When an episode is directed by “Action” Jackson, you expect just that: action, and bucketloads of it. Thankfully, this episode of The Mandalorian delivers in that department. Chapter 12: The Siege has got gunfights, fistfights, aerial dogfights and even a speeder bike chase.
But there’s a lot more to it than that.
Despite the basic work done to the Razor Crest on Trask, the Mandalorian’s ship is still desperately in need of proper repairs and so he returns to one of the few safe havens for him: Nevarro, the planet where his adventure began. Much has changed for the better since he was last there, and helped drive out the remnants of the Imperial army. One of his allies, Greef Karga, has become the local magistrate; his other, Cara Dune, has become the town’s marshal. Aid isn’t freely given though, and the Mandalorian’s old friends need his help to clear the last pocket of Imperial troopers from a distant base.
Leaving the Child at the local school, the Mandalorian embarks on his latest mission. Yet things are not what they seem, and the unoccupied small base proves to be anything but that. Outnumbered and unprepared for what they find, the trio of heroes race against time to uncover the terrible secrets that the base holds…
While his directing may seem to be the no-frills variety, Carl Weathers draws on all his experience to highlight exactly the right storytelling beats and character moments which allow the viewer to become truly invested in the episode. Every skirmish our heroes scrape through is a cause for celebration, and average lines of dialogue become amusing repartee as old friends bond together. It all helps to lend the episode a warm, personal touch which is sometimes lacking in The Mandalorian.
Mando’s concern for the Child is evident in this episode, even more so than usual, while Greef displays an even more Lando-like blend of sly charm and authority. Even Cara Dune actually seems to be enjoying herself naturally. Baby Yoda once again runs the risk of alienating its fan base early on with some more “hangry” shenanigans, but any negative feelings viewers may have towards the tyke will be wiped out by its hyper-enthusiasm and some well-timed blorping later.
With the plot of The Mandalorian season 2 already breaking new ground, it makes sense that this episode also returns to some of the mysteries of season one.
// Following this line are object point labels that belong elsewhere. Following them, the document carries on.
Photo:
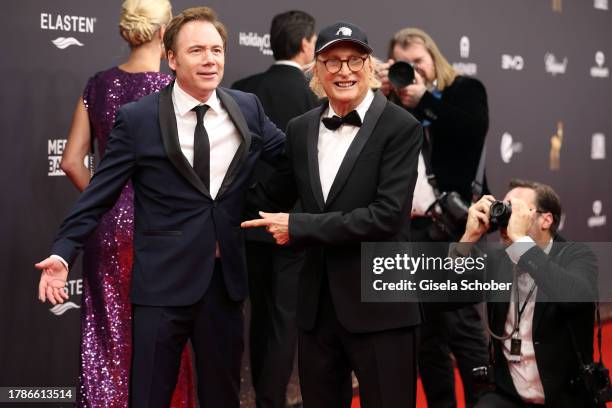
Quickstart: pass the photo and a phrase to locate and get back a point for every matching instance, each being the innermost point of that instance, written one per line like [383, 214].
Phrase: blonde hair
[141, 19]
[445, 73]
[318, 89]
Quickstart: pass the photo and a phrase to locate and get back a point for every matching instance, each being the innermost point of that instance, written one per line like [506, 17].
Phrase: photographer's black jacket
[459, 124]
[568, 273]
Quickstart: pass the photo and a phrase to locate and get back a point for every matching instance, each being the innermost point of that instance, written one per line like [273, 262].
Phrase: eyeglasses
[354, 63]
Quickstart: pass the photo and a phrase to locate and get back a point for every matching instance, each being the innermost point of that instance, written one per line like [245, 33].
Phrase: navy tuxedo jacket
[176, 222]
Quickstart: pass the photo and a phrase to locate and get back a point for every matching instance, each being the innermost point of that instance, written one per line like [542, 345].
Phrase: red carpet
[422, 403]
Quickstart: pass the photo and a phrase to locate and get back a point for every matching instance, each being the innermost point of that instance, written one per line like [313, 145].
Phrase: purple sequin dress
[107, 263]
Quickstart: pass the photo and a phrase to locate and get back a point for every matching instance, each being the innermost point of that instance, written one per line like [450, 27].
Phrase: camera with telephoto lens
[499, 214]
[483, 378]
[401, 74]
[449, 215]
[595, 378]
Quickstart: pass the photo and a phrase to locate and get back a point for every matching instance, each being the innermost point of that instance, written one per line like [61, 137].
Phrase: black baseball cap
[341, 31]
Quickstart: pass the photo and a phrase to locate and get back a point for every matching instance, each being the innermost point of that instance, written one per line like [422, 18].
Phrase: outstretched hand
[52, 281]
[276, 224]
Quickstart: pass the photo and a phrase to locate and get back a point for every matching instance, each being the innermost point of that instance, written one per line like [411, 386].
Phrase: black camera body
[595, 380]
[449, 214]
[499, 213]
[483, 377]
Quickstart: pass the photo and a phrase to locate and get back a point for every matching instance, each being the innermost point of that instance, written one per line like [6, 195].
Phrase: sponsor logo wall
[549, 92]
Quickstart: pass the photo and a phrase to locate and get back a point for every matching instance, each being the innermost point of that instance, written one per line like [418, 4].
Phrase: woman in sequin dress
[107, 259]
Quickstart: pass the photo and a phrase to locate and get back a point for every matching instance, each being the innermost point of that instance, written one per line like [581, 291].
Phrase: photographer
[454, 114]
[538, 332]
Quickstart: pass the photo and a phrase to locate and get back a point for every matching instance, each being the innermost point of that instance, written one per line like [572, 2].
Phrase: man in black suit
[453, 111]
[273, 270]
[189, 151]
[352, 163]
[554, 286]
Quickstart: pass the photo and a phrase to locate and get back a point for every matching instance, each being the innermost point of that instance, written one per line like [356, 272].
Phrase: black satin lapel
[362, 136]
[312, 141]
[243, 150]
[169, 133]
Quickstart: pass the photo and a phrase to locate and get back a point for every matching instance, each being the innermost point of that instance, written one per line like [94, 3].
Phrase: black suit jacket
[369, 200]
[285, 94]
[459, 125]
[283, 91]
[567, 274]
[176, 222]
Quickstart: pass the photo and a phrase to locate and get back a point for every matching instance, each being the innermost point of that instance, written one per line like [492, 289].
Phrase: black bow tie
[334, 122]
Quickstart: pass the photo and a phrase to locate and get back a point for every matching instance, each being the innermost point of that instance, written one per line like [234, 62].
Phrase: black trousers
[215, 326]
[273, 280]
[384, 363]
[460, 332]
[497, 399]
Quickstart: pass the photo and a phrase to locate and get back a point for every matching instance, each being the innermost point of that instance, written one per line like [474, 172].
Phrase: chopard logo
[508, 147]
[553, 66]
[465, 68]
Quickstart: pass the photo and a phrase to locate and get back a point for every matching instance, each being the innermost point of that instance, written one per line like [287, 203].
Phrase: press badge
[515, 350]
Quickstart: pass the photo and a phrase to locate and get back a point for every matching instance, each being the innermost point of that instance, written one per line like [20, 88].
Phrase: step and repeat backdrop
[545, 64]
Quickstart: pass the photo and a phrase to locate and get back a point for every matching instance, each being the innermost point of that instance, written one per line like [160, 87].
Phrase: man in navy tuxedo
[189, 151]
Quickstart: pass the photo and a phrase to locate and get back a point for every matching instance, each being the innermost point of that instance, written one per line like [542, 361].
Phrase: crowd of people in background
[206, 195]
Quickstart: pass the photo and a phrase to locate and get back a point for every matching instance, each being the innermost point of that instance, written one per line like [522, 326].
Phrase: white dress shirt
[525, 374]
[333, 144]
[423, 196]
[222, 133]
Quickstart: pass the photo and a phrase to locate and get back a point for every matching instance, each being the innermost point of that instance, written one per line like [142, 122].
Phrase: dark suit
[565, 279]
[369, 200]
[179, 289]
[273, 270]
[459, 122]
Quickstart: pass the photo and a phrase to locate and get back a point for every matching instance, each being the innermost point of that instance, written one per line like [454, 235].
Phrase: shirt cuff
[62, 260]
[519, 247]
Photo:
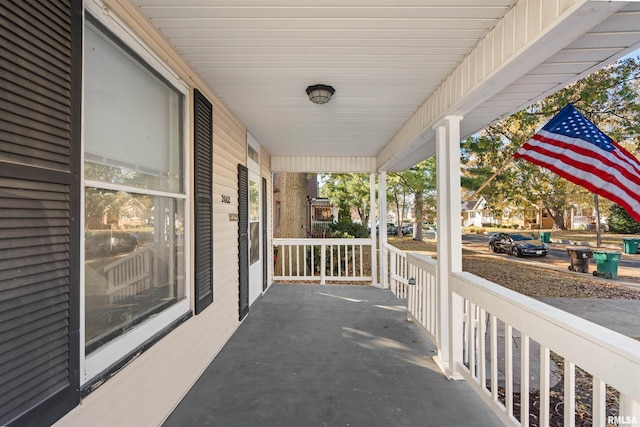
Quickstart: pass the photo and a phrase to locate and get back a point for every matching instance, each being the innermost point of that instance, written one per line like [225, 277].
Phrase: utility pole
[597, 207]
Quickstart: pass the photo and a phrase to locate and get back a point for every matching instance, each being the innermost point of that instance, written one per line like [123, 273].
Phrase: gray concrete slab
[311, 355]
[619, 315]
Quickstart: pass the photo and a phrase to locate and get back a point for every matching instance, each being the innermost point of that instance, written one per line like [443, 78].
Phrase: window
[134, 197]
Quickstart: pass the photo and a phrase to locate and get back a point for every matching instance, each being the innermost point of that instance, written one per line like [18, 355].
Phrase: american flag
[574, 148]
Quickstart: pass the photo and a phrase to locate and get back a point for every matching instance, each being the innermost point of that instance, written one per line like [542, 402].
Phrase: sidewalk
[332, 355]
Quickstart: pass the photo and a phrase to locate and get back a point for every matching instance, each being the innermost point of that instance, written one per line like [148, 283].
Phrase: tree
[621, 222]
[293, 204]
[348, 191]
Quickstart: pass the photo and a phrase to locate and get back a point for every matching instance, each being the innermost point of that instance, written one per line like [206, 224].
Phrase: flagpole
[596, 205]
[490, 179]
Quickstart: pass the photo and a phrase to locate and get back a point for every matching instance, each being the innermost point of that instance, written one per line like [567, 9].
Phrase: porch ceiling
[385, 58]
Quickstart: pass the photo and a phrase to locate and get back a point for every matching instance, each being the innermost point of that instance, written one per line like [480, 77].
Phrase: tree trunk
[558, 218]
[417, 226]
[293, 205]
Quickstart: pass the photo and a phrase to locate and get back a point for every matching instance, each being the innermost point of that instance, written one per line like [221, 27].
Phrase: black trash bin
[579, 259]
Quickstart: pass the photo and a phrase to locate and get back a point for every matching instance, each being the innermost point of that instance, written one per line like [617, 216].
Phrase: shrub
[621, 222]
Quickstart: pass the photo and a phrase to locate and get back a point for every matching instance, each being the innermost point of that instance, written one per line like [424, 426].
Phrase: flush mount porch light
[320, 94]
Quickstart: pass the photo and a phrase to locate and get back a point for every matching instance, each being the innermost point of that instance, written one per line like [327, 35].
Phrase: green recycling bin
[631, 246]
[606, 264]
[545, 236]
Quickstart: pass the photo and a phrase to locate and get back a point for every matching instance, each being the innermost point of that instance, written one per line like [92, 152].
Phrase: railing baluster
[494, 358]
[524, 380]
[482, 356]
[545, 372]
[569, 393]
[508, 368]
[323, 264]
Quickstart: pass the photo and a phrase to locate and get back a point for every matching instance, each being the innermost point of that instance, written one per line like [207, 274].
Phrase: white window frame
[102, 359]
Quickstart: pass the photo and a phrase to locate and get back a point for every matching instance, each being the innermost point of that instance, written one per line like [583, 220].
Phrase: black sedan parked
[517, 244]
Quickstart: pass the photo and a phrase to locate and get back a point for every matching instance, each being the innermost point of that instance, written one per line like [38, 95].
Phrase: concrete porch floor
[311, 355]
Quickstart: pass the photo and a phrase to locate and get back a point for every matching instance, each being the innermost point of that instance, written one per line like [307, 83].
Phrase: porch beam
[449, 242]
[529, 34]
[372, 218]
[382, 208]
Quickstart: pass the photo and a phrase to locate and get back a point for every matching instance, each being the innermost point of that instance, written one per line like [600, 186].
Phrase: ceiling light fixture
[320, 94]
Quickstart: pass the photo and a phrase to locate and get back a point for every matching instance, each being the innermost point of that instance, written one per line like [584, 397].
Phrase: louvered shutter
[243, 240]
[203, 139]
[39, 209]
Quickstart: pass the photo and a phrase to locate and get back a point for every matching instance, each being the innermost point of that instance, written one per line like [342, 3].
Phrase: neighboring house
[476, 213]
[137, 145]
[321, 215]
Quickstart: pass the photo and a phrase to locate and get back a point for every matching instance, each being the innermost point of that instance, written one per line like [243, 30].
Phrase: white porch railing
[323, 259]
[130, 275]
[507, 344]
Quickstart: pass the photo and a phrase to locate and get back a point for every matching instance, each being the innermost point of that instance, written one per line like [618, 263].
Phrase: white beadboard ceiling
[385, 59]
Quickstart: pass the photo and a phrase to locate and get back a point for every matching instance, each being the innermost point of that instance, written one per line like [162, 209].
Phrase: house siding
[229, 150]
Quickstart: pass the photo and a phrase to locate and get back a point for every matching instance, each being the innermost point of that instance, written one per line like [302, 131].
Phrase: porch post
[449, 242]
[372, 219]
[382, 204]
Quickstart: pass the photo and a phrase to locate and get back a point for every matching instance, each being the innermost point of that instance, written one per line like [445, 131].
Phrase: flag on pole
[574, 148]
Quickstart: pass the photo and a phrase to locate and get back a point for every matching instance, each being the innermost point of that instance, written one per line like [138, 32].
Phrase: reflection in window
[254, 221]
[134, 189]
[134, 260]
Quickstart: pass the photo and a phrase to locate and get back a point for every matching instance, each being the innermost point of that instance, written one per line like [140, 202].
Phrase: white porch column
[382, 208]
[372, 220]
[449, 242]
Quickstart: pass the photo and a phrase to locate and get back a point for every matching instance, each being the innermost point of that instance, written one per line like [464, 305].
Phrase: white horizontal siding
[519, 41]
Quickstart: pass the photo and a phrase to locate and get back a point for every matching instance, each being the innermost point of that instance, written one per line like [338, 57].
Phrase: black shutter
[203, 141]
[265, 253]
[243, 240]
[40, 82]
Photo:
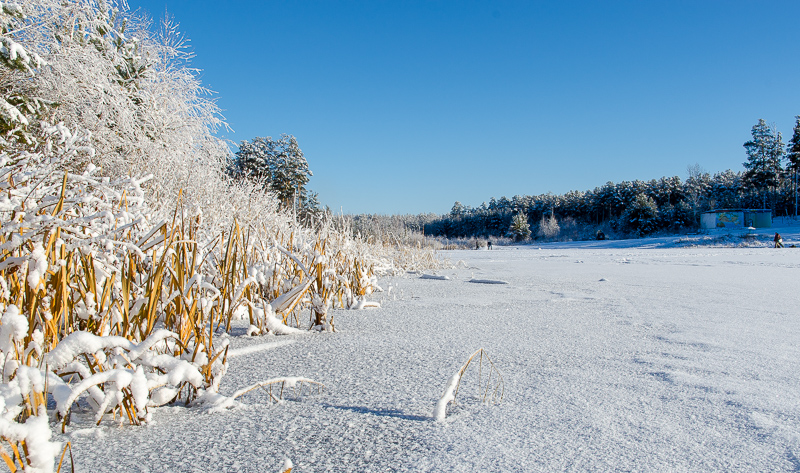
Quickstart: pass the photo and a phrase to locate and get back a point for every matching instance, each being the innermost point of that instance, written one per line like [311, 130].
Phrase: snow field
[620, 359]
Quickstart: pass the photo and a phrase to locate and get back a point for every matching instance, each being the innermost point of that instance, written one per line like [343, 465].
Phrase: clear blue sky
[408, 106]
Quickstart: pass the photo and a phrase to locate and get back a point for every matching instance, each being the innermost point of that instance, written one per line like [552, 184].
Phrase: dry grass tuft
[491, 391]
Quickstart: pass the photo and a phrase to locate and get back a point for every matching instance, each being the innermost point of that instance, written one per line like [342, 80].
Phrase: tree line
[636, 208]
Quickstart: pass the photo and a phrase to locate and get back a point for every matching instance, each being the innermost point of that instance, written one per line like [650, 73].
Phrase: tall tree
[763, 165]
[278, 164]
[793, 157]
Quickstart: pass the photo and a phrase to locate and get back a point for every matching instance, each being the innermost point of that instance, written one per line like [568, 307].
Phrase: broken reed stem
[499, 385]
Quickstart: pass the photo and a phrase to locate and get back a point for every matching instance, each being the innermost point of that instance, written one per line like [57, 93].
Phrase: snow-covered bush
[548, 227]
[124, 246]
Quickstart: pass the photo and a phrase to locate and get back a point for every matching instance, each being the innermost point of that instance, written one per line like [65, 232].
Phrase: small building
[736, 218]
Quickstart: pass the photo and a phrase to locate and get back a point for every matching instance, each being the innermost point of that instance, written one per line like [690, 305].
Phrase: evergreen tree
[278, 164]
[793, 157]
[641, 216]
[520, 229]
[763, 165]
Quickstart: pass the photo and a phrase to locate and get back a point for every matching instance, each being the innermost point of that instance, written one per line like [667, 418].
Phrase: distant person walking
[778, 240]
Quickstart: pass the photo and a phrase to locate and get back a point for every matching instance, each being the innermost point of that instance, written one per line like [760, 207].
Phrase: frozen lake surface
[635, 356]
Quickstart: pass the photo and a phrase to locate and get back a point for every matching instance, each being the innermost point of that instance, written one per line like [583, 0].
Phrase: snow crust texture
[614, 359]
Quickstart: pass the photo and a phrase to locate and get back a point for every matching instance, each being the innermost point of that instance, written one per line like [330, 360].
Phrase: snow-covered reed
[117, 287]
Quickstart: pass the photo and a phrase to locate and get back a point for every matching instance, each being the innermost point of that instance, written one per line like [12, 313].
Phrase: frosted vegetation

In particular, just why did the defeated Empire want the Child in the first place? Eagle-eyed, lore-loving fans will have already picked up on the many clues right from the start, but it’s here where theories become real Star Wars canon. It also potentially fills in some of the missing, unexplained plotlines from the sequel trilogy too, making this a surprisingly important episode even if it may not seem like it on the surface. In this way, The Siege dovetails with the previous one as the big picture is slowly revealed.
Interestingly, for the second episode in a row, they’ve also introduced a way to possibly handle a bantha in the room (so to speak). After the introduction of Bo-Katan teased Mando’s possible parallel character development (complete with the potential for more helmet removal), this time around they may have found a solution to the other real-world shadow which is being cast over the show which may interest viewers who have opinions on the matter.
What lets this episode of The Mandalorian down is, unfortunately, the limited running time and the gnawing feeling that they could have done a whole lot more with it. A few extra scenes of the Child actually learning in school would have helped with developing its character beyond just Baby Yoda cuteness; likewise, seeing a little more of how things have changed on Nevarro – especially for the evolving Greef and Cara – would have gone a long way to establishing the impact Mando is having on the galaxy around him. Basically, the episode just needed… more.
Once again The Mandalorian gives viewers a healthy dose of Star Wars adventure, taking audiences on a rollercoaster ride through a galaxy far, far away. While not the most challenging of episodes, it turns what could have been a filler story into an essential piece of the series. Maybe it’s because there is no tomorrow? Either way, it’s another class act that should please the fans.